Welcome to our community.  I’m sorry for what brings you here, but glad you’ve found us.  As Cat says, there are many tools here to help as you navigate your way through this difficult and confusing relationship.

I know you’re sad. I’m sorry for your pain.  I feel it, my friend.  I’d like to suggest you step back for a bit, take a breath (more than one) and perhaps stop focusing on him.  Move your eyes toward yourself.  That’s a painful thing to do, but really really necessary.

In situations like these, we’ve really GOT to figure out WHY we engage in our own “delusion of forgive and forget”.  You KNOW what he’s done... why are YOU doing what you’re doing?

This is NOT to blame you, Sunny Girl.  Not at all.  I lived with an emotionally abusive husband for 19 years, and did not know I was abused... until the night he physically threw me across the room.  He’s my exH now.  He was a bad man - extreme NPD with BPD traits, I learned after the fact.  He was a liar, cheater, etc.  and my head was in the sand.

After time passed, I entered a relationship with my uBPDbf (undiagnosed BPD boyfriend).  He’s a good man, but troubled.  We’ve been together for over 6 years now.  No cheating, but tons of unprovoked raging and silly lies.  Our relationship has improved 1000% because of what I’ve learned and applied.  And how he’s responded.

You ask “When do you Call it Quits” - well, on the “Bettering” board we don’t give “RUN” messages... however... my advice is to lose your fear.  All of it.  Whatever it takes to do that.  If you’re NOT in therapy, perhaps it’s time to enter therapy and hold a mirror up to yourself.  Be your own best friend.

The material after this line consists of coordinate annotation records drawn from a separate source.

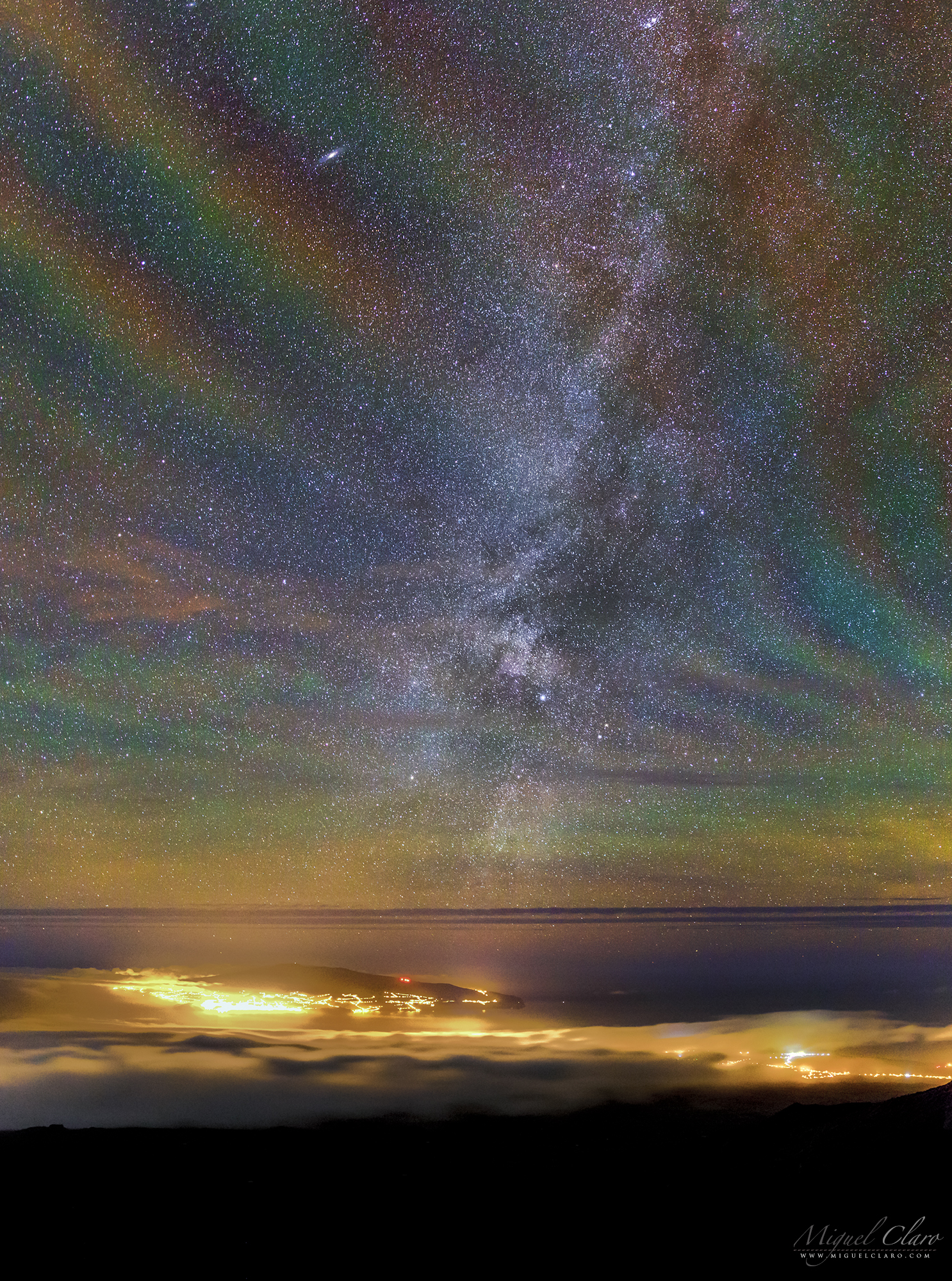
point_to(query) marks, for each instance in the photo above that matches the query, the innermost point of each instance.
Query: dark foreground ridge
(673, 1180)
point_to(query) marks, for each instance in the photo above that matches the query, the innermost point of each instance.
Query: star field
(475, 454)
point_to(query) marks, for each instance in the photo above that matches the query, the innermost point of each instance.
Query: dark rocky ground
(644, 1189)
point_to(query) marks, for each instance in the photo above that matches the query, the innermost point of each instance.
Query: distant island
(386, 992)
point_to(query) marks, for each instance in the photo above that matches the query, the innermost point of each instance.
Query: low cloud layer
(76, 1051)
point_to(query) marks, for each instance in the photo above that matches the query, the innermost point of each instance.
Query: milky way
(475, 454)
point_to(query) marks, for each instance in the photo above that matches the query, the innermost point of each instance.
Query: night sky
(467, 455)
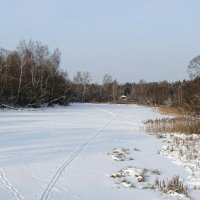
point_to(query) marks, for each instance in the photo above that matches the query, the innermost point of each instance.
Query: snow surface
(63, 153)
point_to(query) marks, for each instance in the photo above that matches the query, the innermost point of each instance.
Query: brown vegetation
(174, 185)
(187, 125)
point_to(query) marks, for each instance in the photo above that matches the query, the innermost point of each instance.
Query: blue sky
(152, 40)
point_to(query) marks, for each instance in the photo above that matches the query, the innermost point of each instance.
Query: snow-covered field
(79, 151)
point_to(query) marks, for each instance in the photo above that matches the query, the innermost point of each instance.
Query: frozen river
(61, 153)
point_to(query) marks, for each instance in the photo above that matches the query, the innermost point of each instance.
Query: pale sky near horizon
(153, 40)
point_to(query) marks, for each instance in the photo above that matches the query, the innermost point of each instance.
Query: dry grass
(187, 125)
(174, 185)
(170, 110)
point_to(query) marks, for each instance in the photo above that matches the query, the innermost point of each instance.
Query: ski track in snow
(9, 186)
(49, 187)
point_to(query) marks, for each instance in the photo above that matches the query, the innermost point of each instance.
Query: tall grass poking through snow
(173, 186)
(186, 124)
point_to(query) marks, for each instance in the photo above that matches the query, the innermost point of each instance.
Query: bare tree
(83, 79)
(194, 67)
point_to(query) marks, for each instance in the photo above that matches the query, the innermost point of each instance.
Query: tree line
(30, 76)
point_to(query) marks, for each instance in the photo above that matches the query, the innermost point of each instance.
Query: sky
(152, 40)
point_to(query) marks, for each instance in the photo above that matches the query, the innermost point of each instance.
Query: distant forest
(30, 77)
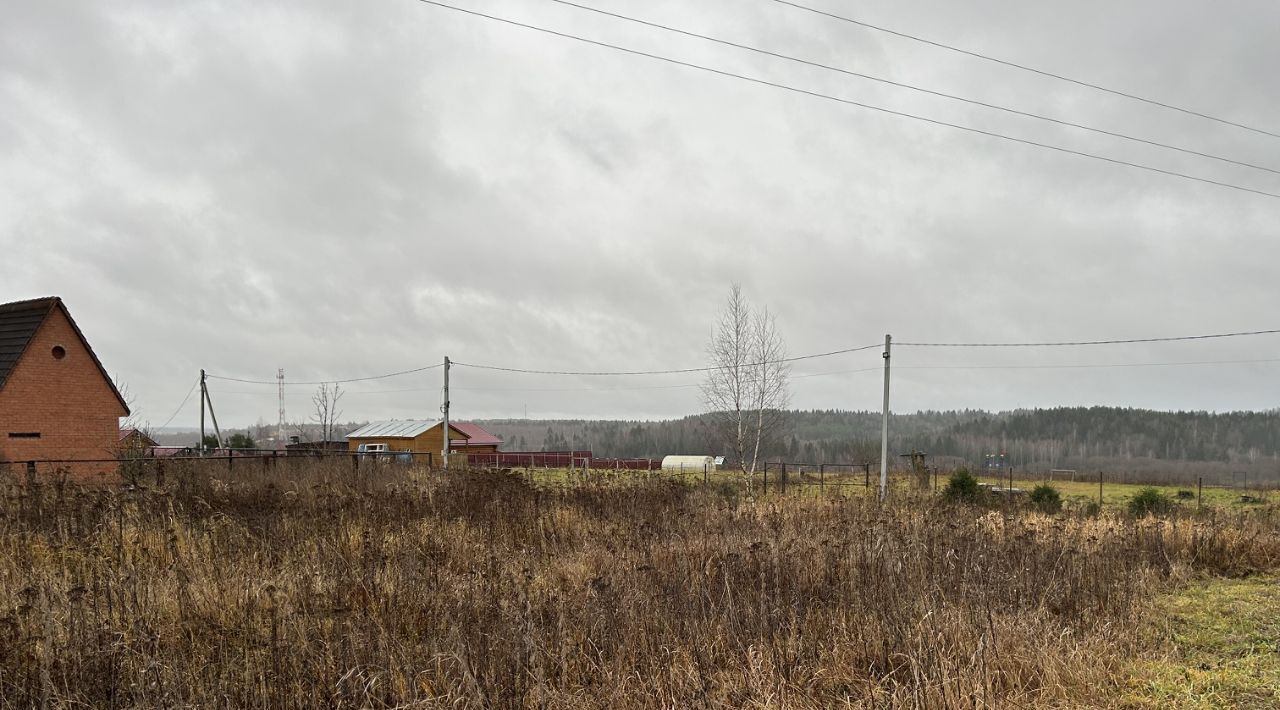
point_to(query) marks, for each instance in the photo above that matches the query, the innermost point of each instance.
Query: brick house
(56, 401)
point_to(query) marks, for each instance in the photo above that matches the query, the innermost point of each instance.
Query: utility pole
(888, 343)
(279, 427)
(444, 408)
(204, 395)
(218, 433)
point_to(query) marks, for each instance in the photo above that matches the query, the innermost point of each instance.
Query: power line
(328, 381)
(912, 87)
(193, 385)
(1025, 68)
(1086, 366)
(680, 371)
(849, 101)
(1216, 335)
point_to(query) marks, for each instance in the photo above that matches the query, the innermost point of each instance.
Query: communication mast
(279, 386)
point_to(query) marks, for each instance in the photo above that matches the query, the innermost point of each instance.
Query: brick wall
(63, 399)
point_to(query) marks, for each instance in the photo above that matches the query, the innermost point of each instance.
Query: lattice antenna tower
(279, 386)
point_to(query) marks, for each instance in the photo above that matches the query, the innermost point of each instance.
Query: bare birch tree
(748, 390)
(327, 412)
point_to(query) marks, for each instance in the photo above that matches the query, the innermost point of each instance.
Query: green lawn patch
(1216, 644)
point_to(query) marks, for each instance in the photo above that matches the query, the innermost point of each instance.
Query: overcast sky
(350, 188)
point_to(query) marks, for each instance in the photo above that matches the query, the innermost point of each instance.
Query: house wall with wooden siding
(67, 402)
(429, 441)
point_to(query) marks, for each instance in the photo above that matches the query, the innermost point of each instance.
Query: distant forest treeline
(1036, 439)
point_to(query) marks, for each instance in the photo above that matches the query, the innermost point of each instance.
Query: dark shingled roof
(18, 325)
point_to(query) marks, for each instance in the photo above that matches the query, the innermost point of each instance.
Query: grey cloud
(346, 189)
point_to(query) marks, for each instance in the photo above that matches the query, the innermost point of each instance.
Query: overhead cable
(1128, 340)
(851, 102)
(328, 381)
(193, 385)
(680, 371)
(1107, 365)
(922, 90)
(1027, 68)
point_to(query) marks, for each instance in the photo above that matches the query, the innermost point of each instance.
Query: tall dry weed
(310, 586)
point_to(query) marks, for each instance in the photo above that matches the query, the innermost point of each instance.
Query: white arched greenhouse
(689, 465)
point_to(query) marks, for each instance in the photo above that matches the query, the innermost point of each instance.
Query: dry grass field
(310, 587)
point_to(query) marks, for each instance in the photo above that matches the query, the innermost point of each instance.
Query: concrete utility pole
(888, 343)
(444, 408)
(279, 426)
(202, 397)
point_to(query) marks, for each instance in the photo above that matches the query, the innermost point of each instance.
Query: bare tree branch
(748, 392)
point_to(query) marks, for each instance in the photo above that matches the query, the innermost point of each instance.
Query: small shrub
(1150, 502)
(1046, 499)
(961, 486)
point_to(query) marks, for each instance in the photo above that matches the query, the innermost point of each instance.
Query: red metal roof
(475, 435)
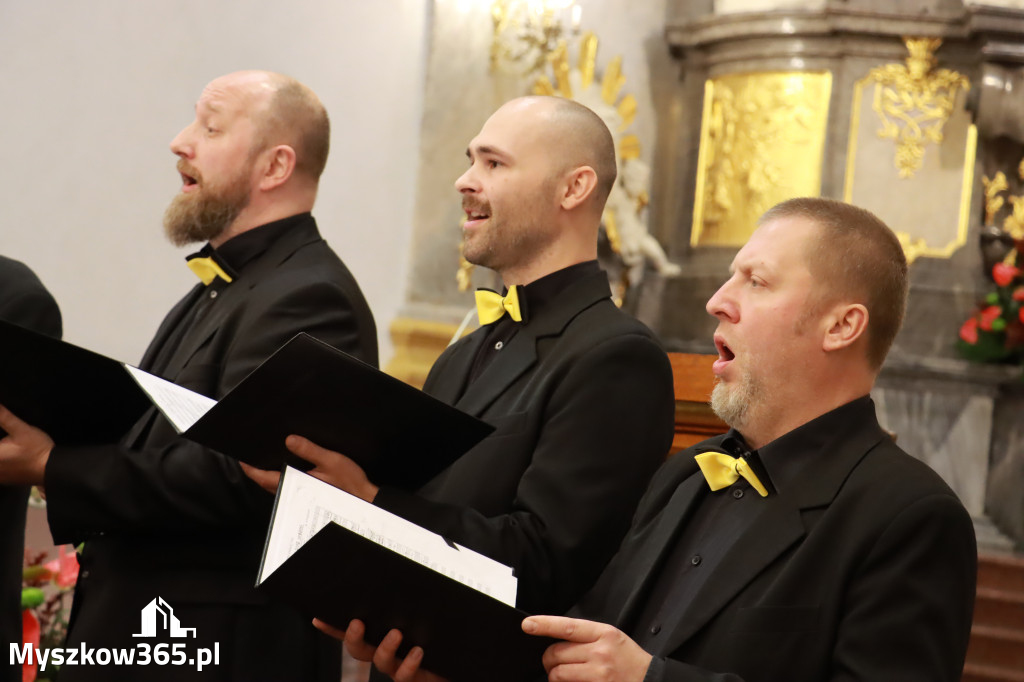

If this man is saying one thing and doing another, go with his actions.  Words are NOTHING.  Pay attention to what he does.

And my friend, don’t set yourself on fire to keep another person warm.  I’m not sure who said that, but it’s brilliant.

And my words... you cannot love someone to wellness.  And you cannot “fix” him.

Please stay with us and continue posting.